# 6th order Polynomial

• May 18th 2009, 01:43 PM
Uli34
6th order Polynomial
Hello!

I am looking for the roots of the following equation:

$\displaystyle -2.3704s^6-3.5555s^4-1.333s^2+1$

I was told to use the substitution $\displaystyle x=s^2$ but I still can't figure out how to do it. This has to be solved in an exam as part of a bigger question and should not take longer than a minute, so I can't go for other approches.

Thanks,

Uli
• May 18th 2009, 02:43 PM
the_doc
Did the original equation have rational coefficients, possibly

$\displaystyle -\frac{64}{27} x^3 - \frac{32}{9} x^2 - \frac{4}{3} x +1 = 0$ ?

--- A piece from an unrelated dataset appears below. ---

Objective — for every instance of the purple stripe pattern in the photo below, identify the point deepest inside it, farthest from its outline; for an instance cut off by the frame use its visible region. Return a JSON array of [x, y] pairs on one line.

If so then you can rescale by substitution of

$\displaystyle x = \frac{3}{4} y$

in the equation so it can be transformed to

$\displaystyle y^3 +2 y^2 +y -1 = 0$.

Sadly, if this is the case then there are no easy roots to find via easy analytical methods (unless you happen to know the cumbersome general solution for a cubic) so the only approach available would be to use a numerical method such as Newton-Raphson method.

So the bottom line is that this will most likely need a numerical method.

To do this I recommend that you first differentiate to find the maximum and minimum coordinates. From these values you should have a rough idea of where the single real root is. You can then put this first good guess into your Newton-Raphson iteration method to find the root.

Finally, don't forget to work backwards to get back to $\displaystyle s$.